Search code examples
arraysjsonavroapache-nifihortonworks-data-platform

Apache Nifi: Parse data with UpdateRecord Processor


I'm trying to parse some data in Nifi (1.7.1) using UpdateRecord Processor. Original data are json files, that I would like to convert to Avro, based on a schema. The Avro conversion is ok, but in that convertion I also need to parse one array element from the json data to a different structure in Avro. This is a sample data of the input json:

{  "geometry" : {
"coordinates" : [ [ 4.963087975800593, 45.76365595859971 ], [ 4.962874487781098, 45.76320922779652 ], [ 4.962815443439148, 45.763116079159374 ], [ 4.962744732112515, 45.763010484202866 ], [ 4.962096825239138, 45.762112721939246 ] ]}  ...}

Being its schema (specified in RecordReader):

{  "type": "record",
  "name": "features",
  "fields": [
    {
      "name": "geometry",
      "type": {
        "type": "record",
        "name": "geometry",
        "fields": [
          {
            "name": "coordinatesJson",
            "type": {
              "type": "array",
              "items": {
                "type": "array",
                "items": "double"
              }
            }
          },
        ]
      }
    },
    ....
  ]
} 

As you can see, coordinates is an array of arrays.

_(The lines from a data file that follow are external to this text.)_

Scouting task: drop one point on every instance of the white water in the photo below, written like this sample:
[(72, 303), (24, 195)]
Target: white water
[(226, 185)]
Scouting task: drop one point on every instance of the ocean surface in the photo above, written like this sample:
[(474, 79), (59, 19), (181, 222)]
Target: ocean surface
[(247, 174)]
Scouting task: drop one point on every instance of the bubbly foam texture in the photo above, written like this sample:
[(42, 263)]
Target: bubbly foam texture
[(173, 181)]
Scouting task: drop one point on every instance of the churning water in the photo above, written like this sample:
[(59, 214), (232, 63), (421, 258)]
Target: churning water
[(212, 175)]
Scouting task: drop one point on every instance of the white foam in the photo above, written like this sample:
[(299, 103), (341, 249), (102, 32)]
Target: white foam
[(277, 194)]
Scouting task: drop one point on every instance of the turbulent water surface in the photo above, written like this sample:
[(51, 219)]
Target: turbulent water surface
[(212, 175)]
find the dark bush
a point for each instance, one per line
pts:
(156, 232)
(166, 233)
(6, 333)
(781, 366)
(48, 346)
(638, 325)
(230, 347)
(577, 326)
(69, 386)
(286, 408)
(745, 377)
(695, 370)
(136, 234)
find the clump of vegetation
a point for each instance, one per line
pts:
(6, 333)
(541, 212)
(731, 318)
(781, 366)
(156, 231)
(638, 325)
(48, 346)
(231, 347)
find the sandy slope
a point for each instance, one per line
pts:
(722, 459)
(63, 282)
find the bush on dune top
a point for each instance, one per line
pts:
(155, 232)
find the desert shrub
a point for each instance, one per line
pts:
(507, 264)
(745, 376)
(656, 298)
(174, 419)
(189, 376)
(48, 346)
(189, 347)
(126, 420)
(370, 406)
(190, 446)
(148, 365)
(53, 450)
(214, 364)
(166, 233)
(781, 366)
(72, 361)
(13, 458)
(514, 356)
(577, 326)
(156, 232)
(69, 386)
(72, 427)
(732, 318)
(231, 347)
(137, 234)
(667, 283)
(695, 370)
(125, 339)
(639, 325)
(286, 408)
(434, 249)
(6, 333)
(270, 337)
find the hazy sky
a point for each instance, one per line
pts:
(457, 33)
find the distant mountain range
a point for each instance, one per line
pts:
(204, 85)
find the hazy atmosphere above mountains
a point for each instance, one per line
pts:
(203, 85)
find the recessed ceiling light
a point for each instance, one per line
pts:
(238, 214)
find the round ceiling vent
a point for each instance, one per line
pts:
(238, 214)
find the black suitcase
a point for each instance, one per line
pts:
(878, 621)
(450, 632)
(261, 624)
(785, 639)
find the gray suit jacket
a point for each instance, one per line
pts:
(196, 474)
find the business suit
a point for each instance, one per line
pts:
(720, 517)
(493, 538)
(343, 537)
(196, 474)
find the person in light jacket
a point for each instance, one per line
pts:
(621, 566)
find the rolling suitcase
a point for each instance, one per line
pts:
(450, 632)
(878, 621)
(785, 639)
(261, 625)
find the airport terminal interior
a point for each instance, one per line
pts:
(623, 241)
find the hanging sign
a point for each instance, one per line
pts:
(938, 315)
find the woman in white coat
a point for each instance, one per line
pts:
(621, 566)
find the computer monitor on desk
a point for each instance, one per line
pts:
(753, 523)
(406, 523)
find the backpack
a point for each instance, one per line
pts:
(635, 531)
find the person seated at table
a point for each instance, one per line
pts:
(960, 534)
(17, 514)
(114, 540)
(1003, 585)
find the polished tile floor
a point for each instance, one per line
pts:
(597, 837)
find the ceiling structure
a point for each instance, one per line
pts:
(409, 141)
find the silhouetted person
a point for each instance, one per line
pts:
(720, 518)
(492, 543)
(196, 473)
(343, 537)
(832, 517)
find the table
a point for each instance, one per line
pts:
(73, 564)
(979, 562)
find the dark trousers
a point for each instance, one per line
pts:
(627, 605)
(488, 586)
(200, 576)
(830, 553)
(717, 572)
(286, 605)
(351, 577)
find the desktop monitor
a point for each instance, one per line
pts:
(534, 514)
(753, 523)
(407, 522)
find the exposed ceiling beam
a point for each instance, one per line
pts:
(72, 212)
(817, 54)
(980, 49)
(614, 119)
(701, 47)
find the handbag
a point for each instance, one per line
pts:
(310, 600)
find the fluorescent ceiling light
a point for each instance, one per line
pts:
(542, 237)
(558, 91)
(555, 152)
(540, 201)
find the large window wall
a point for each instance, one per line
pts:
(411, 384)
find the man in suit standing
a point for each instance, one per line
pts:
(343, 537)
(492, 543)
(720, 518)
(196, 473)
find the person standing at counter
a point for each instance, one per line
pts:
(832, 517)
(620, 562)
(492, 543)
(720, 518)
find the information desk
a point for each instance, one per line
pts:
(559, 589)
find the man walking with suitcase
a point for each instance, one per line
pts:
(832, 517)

And I need to parse those data to Avro, based on this schema (specified in RecordWriter):

{
  "name": "outputdata",
  "type": "record",
  "fields": [
    {"name": "coordinatesAvro",
      "type": {
        "type": "array",
        "items" : {
        "type" : "record",
        "name" : "coordinatesAvro",
        "fields" : [ {
          "name" : "X",
          "type" : "double"
        }, {
          "name" : "Y",
          "type" : "double"
        } ]
      }
      }
    },
    .....

  ]
}   

The problem here is that I'm not being able to parse from coordinatesJson to coordinatesAvro, using RecordPath functions I tried several mappings, like:

Property:                            Value:
/coordinatesJson[0..-1]/X            /geometry/coordinatesAvro[*][0]
/coordinatesJson[0..-1]/Y            /geometry/coordinatesAvro[*][1]

It should be a pretty straighforward parsing step, but as I said, I've been going in circles to achive this for a while.

Any help would be really appreciated.


Solution

  • When I collide with something like that I do next: 1) Transofrm Json into Json with strcuture that I need (for example in your case: coordinatesAvro) by ExecuteScript Processor. I have used ECMAScript cause you can simple parse JSON and work with objects (transform them). 2) ConvertJsonToAvro with one common schema (coordinatesAvro in your case) for Reader and Writer. It works very good and I have used it on BigData cases. This is one of possible resolutions for your problem.